Though it’s the bane of many a lawn-lover, this cheery weed deserves appreciation. All parts of this nutritious plant are edible. It has also been used traditionally for various health conditions. Herbalists commonly utilize dandelion to support the liver and boost digestion.
Dandelion has long been cherished as a nourishing, revitalizing spring tonic. It also lends itself wonderfully to various culinary applications. A caffeine-free, bitter drink that tastes somewhat like coffee can be made from the roasted roots. The greens are wonderful sautéed with a bit of vinegar drizzled over them (though admittedly some folks will find them unpleasantly bitter). I’ve lacto-fermented the flower buds for a caper-like treat. The blossoms are also popularly used to make wine.
One of my favorite ways to use an abundance of fresh dandelion greens is to make large jars of dandelion infused vinegar so I can whip up a tasty vinaigrette whenever I please.
After the initial wait for the vinegar to infuse, the vinaigrette comes together quickly & easily and is a lovely accompaniment to salads.
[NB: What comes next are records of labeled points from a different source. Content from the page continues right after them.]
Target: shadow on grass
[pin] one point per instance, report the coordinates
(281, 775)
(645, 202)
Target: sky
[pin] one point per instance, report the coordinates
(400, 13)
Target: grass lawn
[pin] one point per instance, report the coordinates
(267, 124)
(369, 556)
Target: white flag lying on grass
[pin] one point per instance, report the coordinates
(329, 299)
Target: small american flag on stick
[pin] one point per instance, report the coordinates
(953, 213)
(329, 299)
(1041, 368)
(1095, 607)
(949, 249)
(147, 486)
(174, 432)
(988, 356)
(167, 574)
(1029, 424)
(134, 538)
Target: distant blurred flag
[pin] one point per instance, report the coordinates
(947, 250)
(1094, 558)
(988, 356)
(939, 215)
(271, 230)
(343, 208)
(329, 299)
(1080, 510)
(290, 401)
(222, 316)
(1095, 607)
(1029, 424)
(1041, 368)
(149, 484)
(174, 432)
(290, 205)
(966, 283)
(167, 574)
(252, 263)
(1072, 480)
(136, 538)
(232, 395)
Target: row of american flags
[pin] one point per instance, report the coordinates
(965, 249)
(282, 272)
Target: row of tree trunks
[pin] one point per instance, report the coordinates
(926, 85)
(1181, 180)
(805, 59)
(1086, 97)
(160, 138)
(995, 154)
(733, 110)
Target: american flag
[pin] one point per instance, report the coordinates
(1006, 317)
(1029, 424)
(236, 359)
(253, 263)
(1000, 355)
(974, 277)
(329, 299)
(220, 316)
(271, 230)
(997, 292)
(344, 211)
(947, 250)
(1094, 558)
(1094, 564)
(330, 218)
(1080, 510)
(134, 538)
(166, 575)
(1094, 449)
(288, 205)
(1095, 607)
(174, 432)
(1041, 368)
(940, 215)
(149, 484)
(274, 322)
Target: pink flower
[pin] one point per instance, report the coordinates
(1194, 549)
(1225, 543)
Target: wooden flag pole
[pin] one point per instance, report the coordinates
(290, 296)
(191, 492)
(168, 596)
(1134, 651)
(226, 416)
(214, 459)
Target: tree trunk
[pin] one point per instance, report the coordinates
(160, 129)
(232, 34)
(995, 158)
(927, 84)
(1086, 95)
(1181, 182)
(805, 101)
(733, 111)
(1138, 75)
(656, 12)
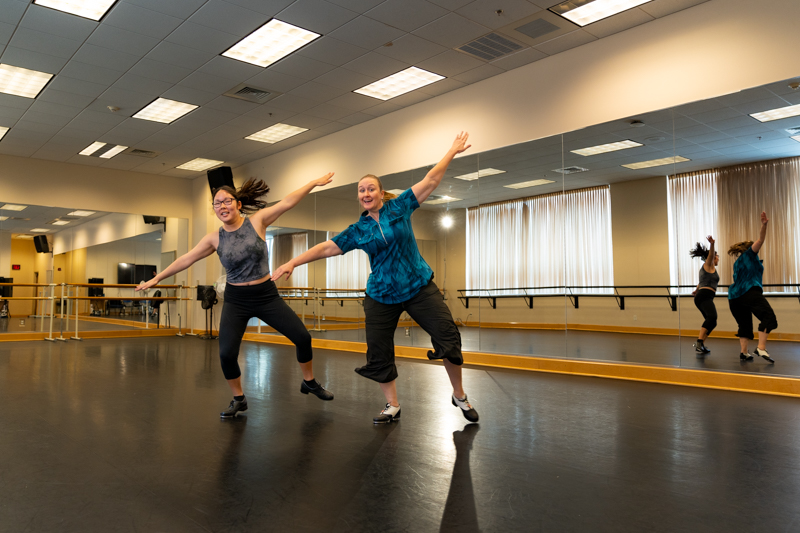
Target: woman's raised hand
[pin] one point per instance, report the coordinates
(285, 268)
(324, 180)
(460, 144)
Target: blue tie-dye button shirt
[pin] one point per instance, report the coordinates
(398, 270)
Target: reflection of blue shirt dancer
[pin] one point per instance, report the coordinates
(745, 295)
(400, 282)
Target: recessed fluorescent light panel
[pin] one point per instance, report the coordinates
(90, 9)
(21, 81)
(269, 43)
(603, 148)
(442, 200)
(404, 81)
(200, 164)
(480, 174)
(657, 162)
(164, 111)
(526, 184)
(276, 133)
(583, 12)
(777, 114)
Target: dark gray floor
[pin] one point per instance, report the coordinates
(124, 435)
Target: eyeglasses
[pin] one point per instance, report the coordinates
(227, 202)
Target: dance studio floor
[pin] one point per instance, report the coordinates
(124, 435)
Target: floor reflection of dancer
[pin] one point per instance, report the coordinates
(401, 281)
(745, 295)
(249, 291)
(705, 291)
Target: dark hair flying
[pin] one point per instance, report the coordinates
(249, 194)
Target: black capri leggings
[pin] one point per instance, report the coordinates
(704, 300)
(426, 308)
(752, 303)
(243, 302)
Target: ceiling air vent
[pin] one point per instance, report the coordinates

This tasty dressing is incredibly nutrient dense. Dandelion provides a number of vitamins and minerals, which are readily extracted into the vinegar. It also promotes healthy digestion. Olive oil adds a boost of antioxidants and rich flavor.
For the infused vinegar —
- Fresh dandelion greens, roughly chopped
- Apple cider vinegar
For the vinaigrette —
- 1 ½ Tbsp dandelion infused apple cider vinegar
- ¼ cup olive oil
- 2 tsp honey
- 2-3 fresh dandelion leaves, finely chopped
- 1-2 cloves of garlic, minced
- A pinch of salt
To make the infused vinegar—
Fill a jar ¾ full with dandelion greens. You can use the flowers, stems, and roots too. All parts of the plant are edible and nutritious.
Pour vinegar over the dandelion, filling the jar to the top with vinegar. Do leave a bit of head space at the top though.
Cap the jar tightly. If the jar has a metal lid, place a piece of wax paper underneath it to help prevent corrosion.
Let infuse for 4-5 weeks in a cool, dark place. Then strain out the herbs and rebottle the liquid. Don’t forget to label your jars! You think you’ll remember what’s in them all, but the truth is, you won’t. (Don’t ask me how I know this.)
To make the vinaigrette—
Add all of the ingredients to a small jar or bottle and cap tightly. Shake vigorously before pouring over a lovely spring salad. Garnish with dandelion flowers, if desired. Store leftover dressing in the refrigerator.